I belonged at Grandma’s, where there was snow, hot chocolate in thermoses that we drank by the frozen pond, and ice skates tied so tight we stopped feeling our toes go cold.

There were cousins who crawled into high beds under heavy quilts, and aunts and uncles who told stories of shooting deer and tracking elk. All I had to do was slip out my tiny upstairs bedroom, wander through the dark hall, and peer down the stairwell to see the proof of their hunting adventures. Over the staircase hung the head of beautiful beige doe that Uncle Mark shot by mistake when he was thirteen.

Her glass eyes shone, and her chin tilted proudly, as if to ask, “You think I belong here?”

Now, you don’t shoot does, only bucks, and with those black eyes gazing right at me through the shadows, I felt as guilty as if I’d shot her myself.

There was magic at Grandma’s house. We all knew it, though no one ever said it. A kitchen counter cluttered with pots, pans, and canning jars still had room for my aunts to hop up and have a seat, swing their legs and flirt with their brother-in-laws. Meals of lasagna or game roast arrived on the table without anyone being stuck in the kitchen. There was chaos and laughter and kisses in endless supply.

Each morning, I woke to Grandma banging around in the kitchen making her watery version of coffee, and the smell of bacon thick in the air.

More importantly, outside in the sunshine was a new layer of snow. Fresh and clean, and absolutely wonderful.

This year was no different. It was our first day there, and it had snowed during the night. I was just pulling on my winter boots to go for a good tromp when Aunt Meredith arrived, her eyes red-rimmed and bleary with tears.

In one swift and unified action, my aunts and uncles surrounded her. My two young cousins were swept away along with her luggage and winter coat. In a matter of minutes she was sitting at the kitchen table, a cup of hot coffee in her hands.
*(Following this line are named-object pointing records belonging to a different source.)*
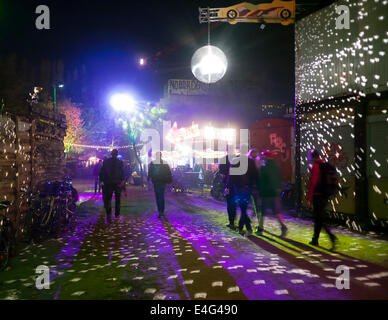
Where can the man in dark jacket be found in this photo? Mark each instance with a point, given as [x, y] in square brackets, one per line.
[241, 186]
[319, 198]
[270, 184]
[230, 205]
[113, 178]
[160, 174]
[96, 173]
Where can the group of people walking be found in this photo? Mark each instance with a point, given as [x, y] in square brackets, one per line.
[260, 184]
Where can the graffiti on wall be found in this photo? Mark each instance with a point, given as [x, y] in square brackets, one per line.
[280, 146]
[336, 155]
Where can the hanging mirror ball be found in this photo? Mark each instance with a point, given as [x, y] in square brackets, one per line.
[209, 64]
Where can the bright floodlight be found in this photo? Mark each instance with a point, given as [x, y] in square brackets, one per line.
[122, 102]
[209, 64]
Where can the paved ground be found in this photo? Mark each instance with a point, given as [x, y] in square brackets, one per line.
[192, 255]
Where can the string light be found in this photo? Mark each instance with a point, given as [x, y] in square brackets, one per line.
[340, 67]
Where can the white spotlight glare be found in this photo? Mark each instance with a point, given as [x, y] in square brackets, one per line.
[122, 102]
[209, 64]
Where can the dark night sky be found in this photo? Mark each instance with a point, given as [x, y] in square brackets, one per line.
[108, 37]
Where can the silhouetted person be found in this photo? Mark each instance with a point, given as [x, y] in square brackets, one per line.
[241, 185]
[317, 192]
[112, 176]
[270, 184]
[253, 156]
[96, 173]
[160, 174]
[224, 168]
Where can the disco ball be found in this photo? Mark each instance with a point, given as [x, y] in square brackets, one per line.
[209, 64]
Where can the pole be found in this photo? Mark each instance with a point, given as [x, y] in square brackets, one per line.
[55, 98]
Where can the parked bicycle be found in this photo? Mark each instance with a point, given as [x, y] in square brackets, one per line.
[51, 211]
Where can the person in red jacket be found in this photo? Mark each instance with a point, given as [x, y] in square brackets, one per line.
[319, 199]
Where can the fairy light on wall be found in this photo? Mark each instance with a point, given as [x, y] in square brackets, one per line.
[347, 65]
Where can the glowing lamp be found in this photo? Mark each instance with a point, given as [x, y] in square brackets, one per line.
[209, 64]
[122, 102]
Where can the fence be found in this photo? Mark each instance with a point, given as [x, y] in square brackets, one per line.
[31, 152]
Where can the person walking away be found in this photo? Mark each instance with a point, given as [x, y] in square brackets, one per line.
[223, 169]
[240, 186]
[253, 156]
[160, 174]
[270, 183]
[113, 178]
[96, 173]
[322, 185]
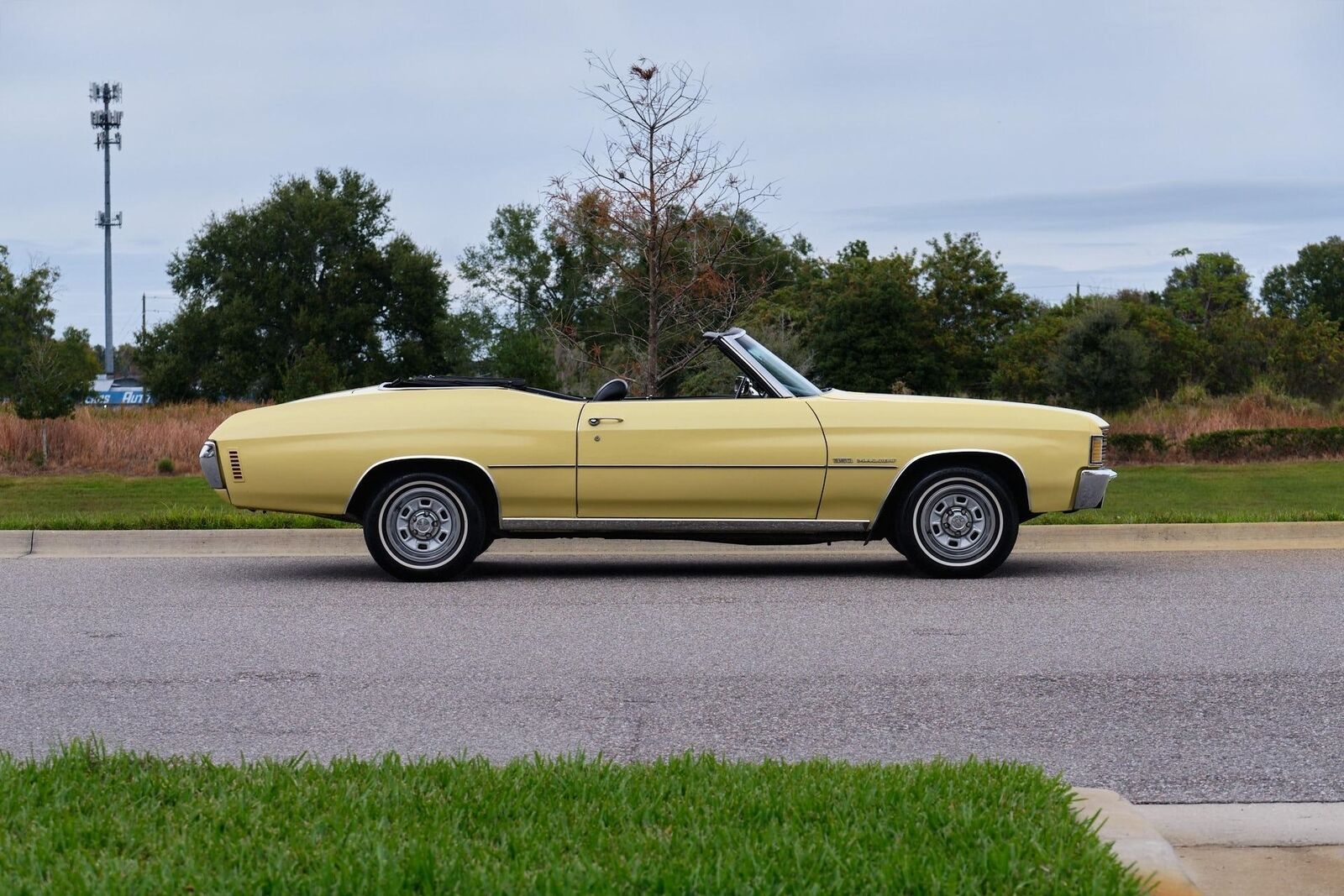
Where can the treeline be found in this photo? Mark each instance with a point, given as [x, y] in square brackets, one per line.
[313, 291]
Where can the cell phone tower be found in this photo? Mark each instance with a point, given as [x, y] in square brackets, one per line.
[105, 121]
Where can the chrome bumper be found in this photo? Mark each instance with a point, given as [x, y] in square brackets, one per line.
[1092, 488]
[210, 465]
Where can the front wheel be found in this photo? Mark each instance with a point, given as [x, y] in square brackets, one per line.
[958, 523]
[423, 527]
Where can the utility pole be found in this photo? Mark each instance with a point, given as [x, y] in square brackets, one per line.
[105, 121]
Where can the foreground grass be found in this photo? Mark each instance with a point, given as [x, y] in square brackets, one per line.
[85, 820]
[1179, 493]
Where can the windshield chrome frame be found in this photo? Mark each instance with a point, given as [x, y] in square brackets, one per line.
[727, 342]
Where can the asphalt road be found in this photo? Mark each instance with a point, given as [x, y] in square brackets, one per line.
[1169, 678]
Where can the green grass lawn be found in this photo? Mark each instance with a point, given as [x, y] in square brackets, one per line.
[1195, 493]
[85, 820]
[107, 501]
[1292, 490]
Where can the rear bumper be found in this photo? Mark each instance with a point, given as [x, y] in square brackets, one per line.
[1092, 488]
[210, 465]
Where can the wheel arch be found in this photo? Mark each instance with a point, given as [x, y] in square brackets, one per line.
[1005, 466]
[476, 476]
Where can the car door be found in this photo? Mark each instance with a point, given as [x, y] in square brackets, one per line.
[701, 458]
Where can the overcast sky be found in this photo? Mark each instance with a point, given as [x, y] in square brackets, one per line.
[1084, 141]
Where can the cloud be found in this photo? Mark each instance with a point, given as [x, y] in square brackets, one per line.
[1253, 203]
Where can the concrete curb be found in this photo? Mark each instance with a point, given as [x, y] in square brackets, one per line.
[1135, 841]
[1183, 537]
[1034, 539]
[1247, 825]
[15, 543]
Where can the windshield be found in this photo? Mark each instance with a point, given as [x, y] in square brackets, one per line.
[790, 378]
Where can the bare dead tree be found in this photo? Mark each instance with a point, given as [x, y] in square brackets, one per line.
[667, 202]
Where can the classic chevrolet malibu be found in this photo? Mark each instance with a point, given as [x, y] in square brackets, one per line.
[436, 468]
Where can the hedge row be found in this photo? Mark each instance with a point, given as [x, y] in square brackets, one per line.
[1131, 443]
[1238, 445]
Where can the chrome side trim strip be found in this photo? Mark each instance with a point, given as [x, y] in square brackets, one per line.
[716, 527]
[702, 466]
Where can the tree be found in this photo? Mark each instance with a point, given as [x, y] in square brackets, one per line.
[1314, 281]
[55, 376]
[1214, 284]
[313, 265]
[1307, 355]
[1025, 360]
[672, 215]
[26, 315]
[867, 331]
[1102, 362]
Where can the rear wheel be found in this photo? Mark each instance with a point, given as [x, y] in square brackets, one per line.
[956, 523]
[423, 527]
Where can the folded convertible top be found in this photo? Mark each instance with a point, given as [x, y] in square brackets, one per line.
[445, 382]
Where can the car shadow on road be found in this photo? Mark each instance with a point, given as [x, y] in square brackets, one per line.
[522, 569]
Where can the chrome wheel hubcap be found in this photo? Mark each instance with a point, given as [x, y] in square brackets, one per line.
[958, 521]
[423, 526]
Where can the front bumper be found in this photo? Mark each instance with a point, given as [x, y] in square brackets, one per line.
[1092, 488]
[210, 465]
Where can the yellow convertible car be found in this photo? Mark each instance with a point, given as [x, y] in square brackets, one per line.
[436, 468]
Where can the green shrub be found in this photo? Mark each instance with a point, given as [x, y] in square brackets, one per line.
[1132, 443]
[1249, 445]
“Jessica, go put a movie on for the kids,” my mother ordered, not bothering to look at me.

I hurried to get everyone settled in front of Miracle on 34th Street, but at fourteen, I wasn’t young enough to distract. Instead, I slinked back to the kitchen to eavesdrop.

“What has he done this time?” Aunt Rachel asked, referring to my aunt’s husband, Gary.

“Another affair,” Meredith said in a shaky voice to her coffee mug. “He says he’ll take the kids if I divorce him, and I don’t have the money to fight him in court.”

Tears spilled down her cheeks as she searched the faces of her siblings for help. Without warning my Uncle Doug slammed his fist on the table, spilling her coffee and making everybody jump, including me. He ignored us; his eyes were fixed on my aunt’s neck. Her shoulders sagged as he pushed back her long brown hair to reveal a purple welt the size of a grapefruit. My aunts gasped and my uncles swore.

“How long has he been hitting you?”

Uncle Doug’s voice was tight and angry, but Aunt Meredith didn’t answer. She just lowered her head to her hands and sobbed. It was a deep throaty aching sound that made the hair on my arms stand up.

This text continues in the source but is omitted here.